Apache Spark

PredictiveAnalyticsToday ReviewDesk

1 month ago

Apache Spark is a fast and general engine for large-scale data processing. Spark requires a cluster manager and a distributed storage system. For cluster management, Spark supports standalone (native Spark cluster), Hadoop YARN, or Apache Mesos.

For distributed storage, Spark can interface with a wide variety, including Hadoop Distributed File System (HDFS), MapR File System (MapR-FS), Cassandra,OpenStack Swift, Amazon S3, Kudu, or a custom solution can be implemented. Spark also supports a pseudo-distributed local mode, usually used only for development or testing purposes, where distributed storage is not required and the local file system can be used instead, Spark is run on a single machine with one executor per CPU core.

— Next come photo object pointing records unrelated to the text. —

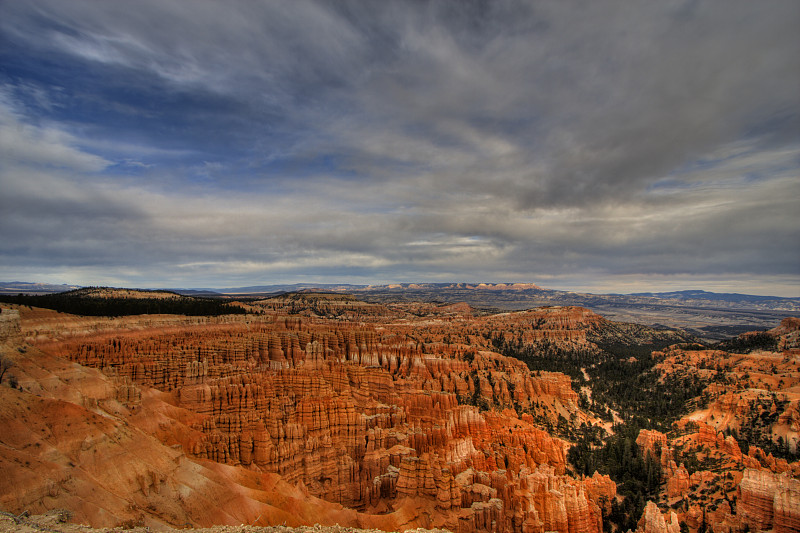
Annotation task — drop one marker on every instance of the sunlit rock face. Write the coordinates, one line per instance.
(377, 418)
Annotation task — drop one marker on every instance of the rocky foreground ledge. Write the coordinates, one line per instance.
(57, 521)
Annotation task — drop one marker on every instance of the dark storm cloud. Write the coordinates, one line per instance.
(401, 140)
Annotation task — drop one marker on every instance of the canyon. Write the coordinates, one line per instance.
(323, 408)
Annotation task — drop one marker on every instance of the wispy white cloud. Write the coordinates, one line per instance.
(407, 141)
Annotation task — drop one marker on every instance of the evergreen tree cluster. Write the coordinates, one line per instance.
(78, 304)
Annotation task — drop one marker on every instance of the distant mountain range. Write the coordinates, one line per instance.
(706, 314)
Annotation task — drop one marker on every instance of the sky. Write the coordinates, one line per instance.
(597, 146)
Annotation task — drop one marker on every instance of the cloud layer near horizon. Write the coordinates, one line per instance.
(600, 146)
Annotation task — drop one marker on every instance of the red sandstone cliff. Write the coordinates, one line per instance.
(375, 419)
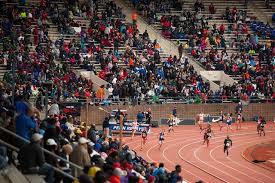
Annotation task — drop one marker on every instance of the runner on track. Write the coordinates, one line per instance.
(258, 124)
(239, 121)
(207, 134)
(200, 120)
(170, 124)
(161, 138)
(143, 138)
(261, 127)
(229, 122)
(134, 128)
(220, 120)
(227, 145)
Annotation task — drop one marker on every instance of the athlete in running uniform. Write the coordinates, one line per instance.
(134, 128)
(220, 120)
(207, 134)
(258, 124)
(229, 122)
(161, 138)
(200, 120)
(170, 124)
(261, 128)
(143, 138)
(239, 120)
(227, 145)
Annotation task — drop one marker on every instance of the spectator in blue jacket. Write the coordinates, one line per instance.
(21, 106)
(25, 124)
(140, 117)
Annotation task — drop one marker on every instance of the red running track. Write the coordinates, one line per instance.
(209, 164)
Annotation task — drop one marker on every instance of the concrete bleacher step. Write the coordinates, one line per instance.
(3, 179)
(12, 175)
(34, 179)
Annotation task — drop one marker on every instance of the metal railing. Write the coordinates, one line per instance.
(55, 169)
(44, 150)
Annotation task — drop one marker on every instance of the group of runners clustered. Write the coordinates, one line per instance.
(224, 118)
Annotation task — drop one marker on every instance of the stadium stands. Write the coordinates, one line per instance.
(46, 43)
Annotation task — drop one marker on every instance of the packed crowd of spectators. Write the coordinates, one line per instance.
(97, 153)
(230, 47)
(62, 135)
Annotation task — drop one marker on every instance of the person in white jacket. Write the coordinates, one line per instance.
(54, 109)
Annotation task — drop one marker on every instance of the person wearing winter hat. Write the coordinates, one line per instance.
(51, 146)
(80, 155)
(117, 174)
(151, 179)
(32, 160)
(93, 170)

Spark runs on Hadoop, Mesos, standalone, or in the cloud. It can access diverse data sources including HDFS, Cassandra, HBase, and S3. Spark powers a stack of libraries including SQL and DataFrames, MLlib for machine learning, GraphX, and Spark Streaming. You can combine these libraries seamlessly in the same application.

Spark has an advanced DAG execution engine that supports cyclic data flow and in-memory computing. Spark offers over 80 high-level operators that make it easy to build parallel apps. And you can use it interactively from the Scala, Python and R shells.

It can run in Hadoop clusters through YARN or Spark's standalone mode, and it can process data in HDFS, HBase, Cassandra, Hive, and any Hadoop InputFormat. It is designed to perform both batch processing (similar to MapReduce) and new workloads like streaming, interactive queries, and machine learning.